I sure as hell would not ride in a driverless car. A few people might, but they are not going to replace cars with drivers, just as robots haven't yet replaced bartenders, though they could. I can think of a lot of industries that could be completely automated for the customers, but customers will reject them, though some won't. for example, when I go to CVS drug store, they have self - serving check out counters. I sat and watched how many customers checked out using them, versus customers that preferred waiting in line for a real human check out person, and it seemed about 50/50, but the lines in the human check out lines were constant. Machines are not going to replace humans, not totally, I hate to say it, but it's plain as day.


----------



## Major League (Oct 16, 2014)

SibeRescueBrian said:


> Here's an excellent column that Steven Hill just published regarding this topic: http://observer.com/2016/02/why-driverless-cars-will-screech-to-a-halt/


Hmm. Wonder if he read some of my posts on this forum. My predict is 50 years though. About 2040 they will start to roll out but public outcry will reign them in until billions of dollars are spent on new infrastructure. This will hold them back another 10 years. Funny thing though is there will be a boom in construction jobs for a decade. Lots of skilled and unskilled labor. BTW the companies pushing this tech will be the source of the money for the new roads.

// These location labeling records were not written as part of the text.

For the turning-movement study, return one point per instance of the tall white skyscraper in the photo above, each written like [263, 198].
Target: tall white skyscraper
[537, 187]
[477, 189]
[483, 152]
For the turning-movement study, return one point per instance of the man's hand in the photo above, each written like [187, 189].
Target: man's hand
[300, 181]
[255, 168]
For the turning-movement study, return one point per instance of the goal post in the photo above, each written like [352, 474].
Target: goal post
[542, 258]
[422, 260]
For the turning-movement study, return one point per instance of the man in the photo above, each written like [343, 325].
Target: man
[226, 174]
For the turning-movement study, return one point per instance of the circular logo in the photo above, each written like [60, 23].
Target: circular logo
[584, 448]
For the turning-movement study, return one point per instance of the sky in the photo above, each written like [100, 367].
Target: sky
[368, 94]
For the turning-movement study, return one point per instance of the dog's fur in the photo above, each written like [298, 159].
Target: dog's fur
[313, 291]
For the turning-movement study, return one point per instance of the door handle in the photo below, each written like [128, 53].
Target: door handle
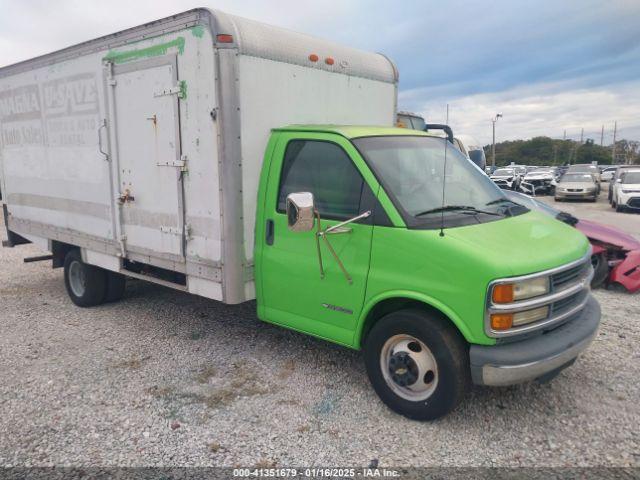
[102, 125]
[269, 234]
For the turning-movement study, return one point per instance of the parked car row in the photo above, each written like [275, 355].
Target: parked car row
[624, 191]
[615, 254]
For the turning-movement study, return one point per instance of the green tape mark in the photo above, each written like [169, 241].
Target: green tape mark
[152, 51]
[197, 31]
[183, 90]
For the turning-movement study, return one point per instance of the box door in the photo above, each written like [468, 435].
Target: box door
[147, 130]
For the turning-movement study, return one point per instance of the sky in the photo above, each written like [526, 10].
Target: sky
[547, 66]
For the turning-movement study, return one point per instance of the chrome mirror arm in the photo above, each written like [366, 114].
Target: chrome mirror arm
[334, 230]
[338, 228]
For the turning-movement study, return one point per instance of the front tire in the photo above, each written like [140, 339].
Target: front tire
[417, 363]
[86, 285]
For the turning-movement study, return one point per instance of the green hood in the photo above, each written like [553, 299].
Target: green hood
[524, 244]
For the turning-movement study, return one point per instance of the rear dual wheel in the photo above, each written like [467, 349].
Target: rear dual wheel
[88, 285]
[417, 363]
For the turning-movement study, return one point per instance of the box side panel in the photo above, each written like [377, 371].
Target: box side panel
[58, 183]
[275, 94]
[53, 170]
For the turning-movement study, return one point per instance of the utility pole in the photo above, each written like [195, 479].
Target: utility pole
[493, 144]
[613, 149]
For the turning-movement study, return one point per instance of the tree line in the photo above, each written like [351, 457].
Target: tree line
[549, 151]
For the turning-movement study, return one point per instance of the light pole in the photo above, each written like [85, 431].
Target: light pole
[493, 144]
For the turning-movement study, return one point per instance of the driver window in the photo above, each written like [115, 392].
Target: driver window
[324, 169]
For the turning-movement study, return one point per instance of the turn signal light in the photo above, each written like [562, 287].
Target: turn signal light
[224, 38]
[501, 321]
[502, 293]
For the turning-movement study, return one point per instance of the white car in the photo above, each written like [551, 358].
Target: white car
[540, 180]
[608, 173]
[505, 178]
[626, 191]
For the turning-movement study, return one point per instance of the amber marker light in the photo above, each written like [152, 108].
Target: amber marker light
[502, 293]
[501, 321]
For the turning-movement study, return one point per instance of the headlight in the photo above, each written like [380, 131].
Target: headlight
[510, 292]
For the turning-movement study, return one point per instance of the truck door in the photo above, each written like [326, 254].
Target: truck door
[292, 290]
[147, 135]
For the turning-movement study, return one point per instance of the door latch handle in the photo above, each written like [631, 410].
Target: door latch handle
[269, 234]
[126, 197]
[102, 125]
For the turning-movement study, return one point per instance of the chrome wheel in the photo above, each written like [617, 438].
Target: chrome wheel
[77, 280]
[409, 368]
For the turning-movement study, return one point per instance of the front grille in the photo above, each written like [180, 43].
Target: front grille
[566, 304]
[568, 276]
[568, 294]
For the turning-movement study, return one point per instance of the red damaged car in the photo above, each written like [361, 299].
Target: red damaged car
[616, 254]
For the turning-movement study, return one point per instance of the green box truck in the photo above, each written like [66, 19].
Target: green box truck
[159, 153]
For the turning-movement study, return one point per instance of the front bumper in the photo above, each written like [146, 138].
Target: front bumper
[629, 200]
[579, 195]
[508, 184]
[535, 357]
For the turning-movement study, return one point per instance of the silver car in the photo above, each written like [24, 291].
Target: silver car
[577, 185]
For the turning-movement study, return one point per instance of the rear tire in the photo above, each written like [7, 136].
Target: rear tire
[417, 363]
[86, 285]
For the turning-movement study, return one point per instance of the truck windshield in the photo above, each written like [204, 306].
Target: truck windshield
[632, 177]
[576, 178]
[411, 170]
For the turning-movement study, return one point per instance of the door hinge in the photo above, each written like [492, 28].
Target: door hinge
[181, 163]
[177, 90]
[177, 231]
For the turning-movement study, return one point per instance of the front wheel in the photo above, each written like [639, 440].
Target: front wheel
[417, 363]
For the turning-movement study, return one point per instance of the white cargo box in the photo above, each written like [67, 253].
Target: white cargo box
[145, 146]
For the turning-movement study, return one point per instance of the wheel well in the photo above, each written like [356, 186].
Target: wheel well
[59, 251]
[393, 304]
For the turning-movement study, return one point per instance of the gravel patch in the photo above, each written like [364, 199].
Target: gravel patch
[164, 378]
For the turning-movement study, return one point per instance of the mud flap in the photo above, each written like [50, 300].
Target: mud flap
[13, 238]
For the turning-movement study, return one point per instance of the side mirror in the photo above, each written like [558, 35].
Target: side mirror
[300, 212]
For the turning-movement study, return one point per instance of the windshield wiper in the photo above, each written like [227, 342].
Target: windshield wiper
[463, 208]
[501, 200]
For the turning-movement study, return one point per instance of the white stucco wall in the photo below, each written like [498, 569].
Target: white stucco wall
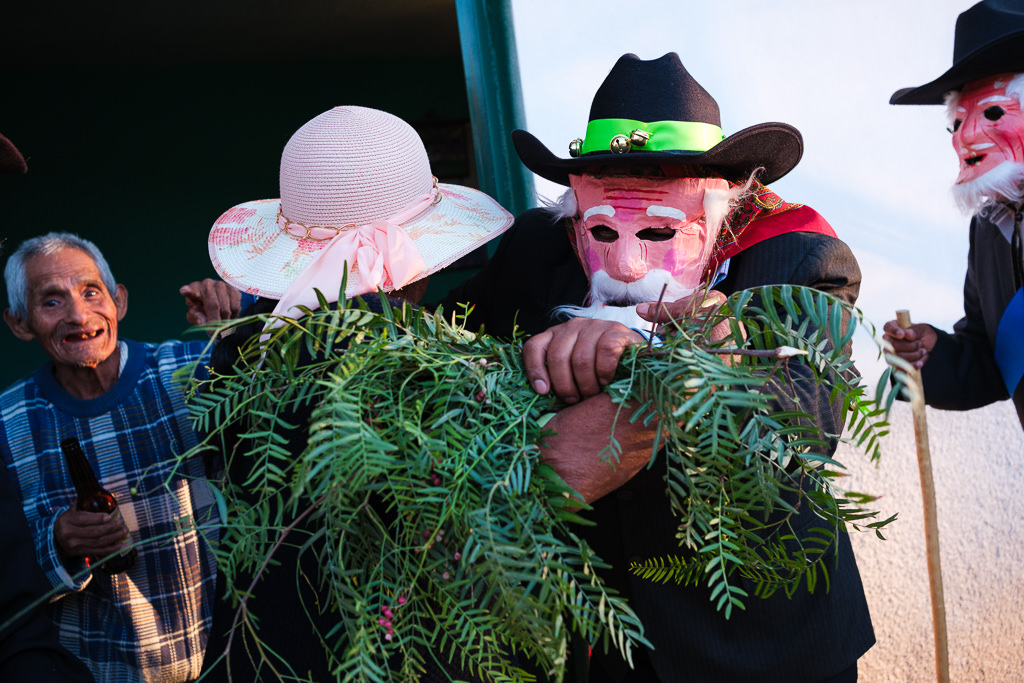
[978, 463]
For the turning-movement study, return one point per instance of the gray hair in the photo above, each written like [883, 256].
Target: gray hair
[47, 245]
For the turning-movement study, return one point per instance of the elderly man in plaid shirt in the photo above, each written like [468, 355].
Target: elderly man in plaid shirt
[124, 403]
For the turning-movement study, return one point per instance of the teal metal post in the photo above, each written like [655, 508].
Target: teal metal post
[488, 56]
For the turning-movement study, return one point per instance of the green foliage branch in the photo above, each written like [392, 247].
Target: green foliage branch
[439, 530]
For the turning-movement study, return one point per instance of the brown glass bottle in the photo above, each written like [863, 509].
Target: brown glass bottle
[93, 498]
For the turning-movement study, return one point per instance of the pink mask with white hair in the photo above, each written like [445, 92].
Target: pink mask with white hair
[988, 127]
[637, 235]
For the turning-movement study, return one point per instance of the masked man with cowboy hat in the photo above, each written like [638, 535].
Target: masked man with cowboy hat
[983, 360]
[655, 189]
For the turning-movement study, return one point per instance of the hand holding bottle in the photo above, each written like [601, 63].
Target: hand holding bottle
[95, 535]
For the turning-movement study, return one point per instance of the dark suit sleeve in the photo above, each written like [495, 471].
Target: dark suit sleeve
[29, 647]
[534, 270]
[961, 373]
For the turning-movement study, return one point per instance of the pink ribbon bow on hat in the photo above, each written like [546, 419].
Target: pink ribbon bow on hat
[374, 254]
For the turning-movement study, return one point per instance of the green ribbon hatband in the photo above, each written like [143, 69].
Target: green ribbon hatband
[665, 135]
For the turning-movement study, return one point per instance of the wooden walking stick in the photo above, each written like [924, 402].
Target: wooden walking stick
[931, 519]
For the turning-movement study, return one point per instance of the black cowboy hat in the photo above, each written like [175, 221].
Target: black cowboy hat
[989, 40]
[655, 113]
[11, 160]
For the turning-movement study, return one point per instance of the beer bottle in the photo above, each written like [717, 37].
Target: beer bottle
[93, 498]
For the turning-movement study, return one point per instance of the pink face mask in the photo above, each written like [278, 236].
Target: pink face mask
[637, 228]
[988, 128]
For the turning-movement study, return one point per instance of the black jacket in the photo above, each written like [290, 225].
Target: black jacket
[807, 638]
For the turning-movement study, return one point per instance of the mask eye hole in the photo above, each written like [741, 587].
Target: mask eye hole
[656, 233]
[603, 233]
[994, 113]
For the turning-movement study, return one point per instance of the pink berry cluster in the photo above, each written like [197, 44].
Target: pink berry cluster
[385, 619]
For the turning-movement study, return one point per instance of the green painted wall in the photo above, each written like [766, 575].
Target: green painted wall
[142, 160]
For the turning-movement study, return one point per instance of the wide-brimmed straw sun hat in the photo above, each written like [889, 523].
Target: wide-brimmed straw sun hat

Most of these cars will never see a city. Ubers dream of DL Uber cars for the masses will die a horrible death. If they somehow hold till then, I could see them investing in cargo transport though. Becoming one of the largest trucking companies in the US. Local trucking companies being the last leg with human drivers. This could actually happen in 10 years but more likely 15 or 20. Trucking companies will want to finish paying off their fleets. That is, unless Uber jumps in.

This tech will continue to improve as driver assist but no one will want a fully DL car. They'll be slow and frustrating to drive in. Handless highway driving will be all the rage in about 10 years. Most cars will have it by 2030. 
One day there will be a traffic violation for sleeping in the drivers seat.


----------



## tohunt4me (Nov 23, 2015)

BaitNSwitch said:


> Automation is potentially coming in every industry actually, not just taxis/driving. Get your education up and become the computer engineers that write and work this damn thing and you will be paid handsomely.
> 
> I know, not possible for everyone to just go back to school, but that's the way the world is going.


Automation repair man
(already experienced in automation, electronic pneumatic installation maintenence and repair in petrol chemical industry)


----------



## tohunt4me (Nov 23, 2015)

So. . . If these rolling urinals score below 4.5 stars they will be parked untill taking a reprogramming course?


----------



## tohunt4me (Nov 23, 2015)

I can already see pax carving initials into the seats before slamming the doors off hinges and kicking cars.


----------



## Ben Doerr (Jan 18, 2016)

tohunt4me said:


> So. . . If these rolling urinals score below 4.5 stars they will be parked untill taking a reprogramming course?


Yes And given time outs for refusing to go 20 miles for a $4 fair
O Waite when it cuts into THEIR bottom line they will fix it in 10 minutes


----------



## Seastriper (Jul 1, 2015)

Hack into it and program it to HIT every UBER Executive and then AIR IT on CRIMINAL MINDS!


----------



## tohunt4me (Nov 23, 2015)

Seastriper said:


> Hack into it and program it to HIT every UBER Executive and then AIR IT on CRIMINAL MINDS!


I like the way you think!
But first
Send it by so I can siphon most of the gas.(I promise to replace the gas cap with a flaming rag. . .)


----------



## tohunt4me (Nov 23, 2015)

SGDriver said:


> Looks like the end is nearer than many had thought...


For Uber


----------



## tohunt4me (Nov 23, 2015)

I can see it now. . .
Drunks roof surfing driverless cars down the boulevard. . . Screaming yahoooooo. . .
Yes. . .
Imagine the possibilities.


----------